Mascot: The trusted reference standard for protein identification by mass spectrometry for 25 years

Posted by John Cottrell (February 14, 2015)

Searching DIA data, especially Swath

DIA-Umpire is a new, open source Java program that enables untargeted peptide and protein identification and quantitation using DIA data. A detailed description can be found in Nature Methods. The DIA-Umpire signal extraction module deconvolutes the DIA data to create a conventional DDA-type peak list, suitable for database searching.

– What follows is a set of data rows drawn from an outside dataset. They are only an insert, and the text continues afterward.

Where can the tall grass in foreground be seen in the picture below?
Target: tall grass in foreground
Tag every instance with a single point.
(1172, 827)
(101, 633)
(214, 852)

The software is intended to be applicable to DIA from any instrument, although the examples in the publication are mostly Swath on an AB Sciex 5600, with one example of data from a Q Exactive Plus.

The choice of mzXML as the input format is slightly unfortunate, as this became obsolete in 2008, when HUPO PSI released mzML. The suggested workflow for AB Sciex data is to convert Wiff to mzML using the AB Sciex MS Data Converter then convert mzML to mzXML using msconvert.

Example data files can be downloaded from SourceForge and more are available from Pride. Memory requirements mean using a 64-bit system for all but the smallest files. Processing LongSwath_UPS1_1ug_rep1.mzXML using the suggested parameters ups.se_params yielded three MGF files. Tier 1 (*_Q1.mgf) representing pseudo MS/MS spectra that are linked to high quality MS1 precursor features (3 or more detected isotope peaks), tier 2 (*_Q2.mgf) representing lower abundance precursors (2 detected isotope peaks only), and tier 3 (*_Q3.mgf) representing precursors detected in MS2 scans. All three peak lists were searched against human proteins in SwissProt:

MGF Results # PSMs # PepSeq Unique PepSeq
LongSwath_UPS1_1ug_rep1_Q1.mgf Tier 1 905 500 130
LongSwath_UPS1_1ug_rep1_Q2.mgf Tier 2 9 9 1
LongSwath_UPS1_1ug_rep1_Q3.mgf Tier 3 644 393 26

Counts are at 1% FDR and Unique PepSeq is the count of peptide sequences not found in either of the other tiers. For this particular analysis, almost nothing is found in tier 2. An area-proportional Venn diagram (eulerAPE) for counts of distinct peptide sequences at 1% FDR looks like this:

area-proportional Venn diagram

The DIA-Umpire documentation states that "These spectra are written to separate files, because they must be searched separately against a protein database as a consequence of differences in FDR estimates for these varying quality data." Using Mascot, the same search parameters can be used for all three, the score distributions for tier 1 and 3 are very similar, and the significance threshold for 1% FDR is essentially the same for tier 1 and 3, so no particular need for separate searches. If this picture applies generally, you might choose to search only the tier 1 peak list or, for best coverage, merge the tier 1 and 3 peak lists.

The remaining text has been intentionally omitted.